I guess the question is what do I have to lose and that's serious business? I could be in a wheelchair (I don't have to say the worst). I could also be taking a long walk. It's a risk game and I think since I've already gone through one life altering risk situation, I'm a little bit more apt to make this decision and also knowing if I had only six years more, I'd be willing to have two years (whatever) to recovery and four good years. Sounds creepy but this is how it is for me.
I have my first ortho appt this week with HMO after all my tests were completed (discogram, bone density, additional needed facet block, etc). next week. In two weeks I see Dr. Bitan and Dr. Neuwirth. I still don't know if I am a ADR candidate due to my facet arthritus and bone density. I will find out with each Dr. appt. I don't want fusion but if I have to do it. I will. I don't need to be too flexible. That I can give up...it's just the acute unrelenting nerve pain that I can no longer deal with.

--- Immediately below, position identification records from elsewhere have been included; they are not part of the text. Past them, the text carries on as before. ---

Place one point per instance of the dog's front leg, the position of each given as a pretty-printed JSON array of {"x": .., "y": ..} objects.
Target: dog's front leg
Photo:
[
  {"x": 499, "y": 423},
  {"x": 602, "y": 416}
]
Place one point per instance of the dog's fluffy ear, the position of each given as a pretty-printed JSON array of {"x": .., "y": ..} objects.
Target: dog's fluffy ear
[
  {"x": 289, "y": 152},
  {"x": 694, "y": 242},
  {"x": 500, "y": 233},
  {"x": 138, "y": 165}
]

You'll certainly find out more as I go along....I have to remain positive. For me after making the decision I cannot afford to think negative. I can be realistic but not negative.
__________________
Chemically sensitive disc/Annular tears, DDD, mild bulging, facet arthritus
Dancing accident in 96. tried PT, acupuncture, pilates, pain mgmt. nothing worked. Epidurals, facet blocks, caudal blocks, discogram. Opiates for ten years, oral prednisone, toradol inj. & more.
Two level spinal fusion with BMS, cages, hardware. due to bone density problems from chemotherapy, they had to go in front and back. Surgery Nov. 6, 2010. So far no regrets.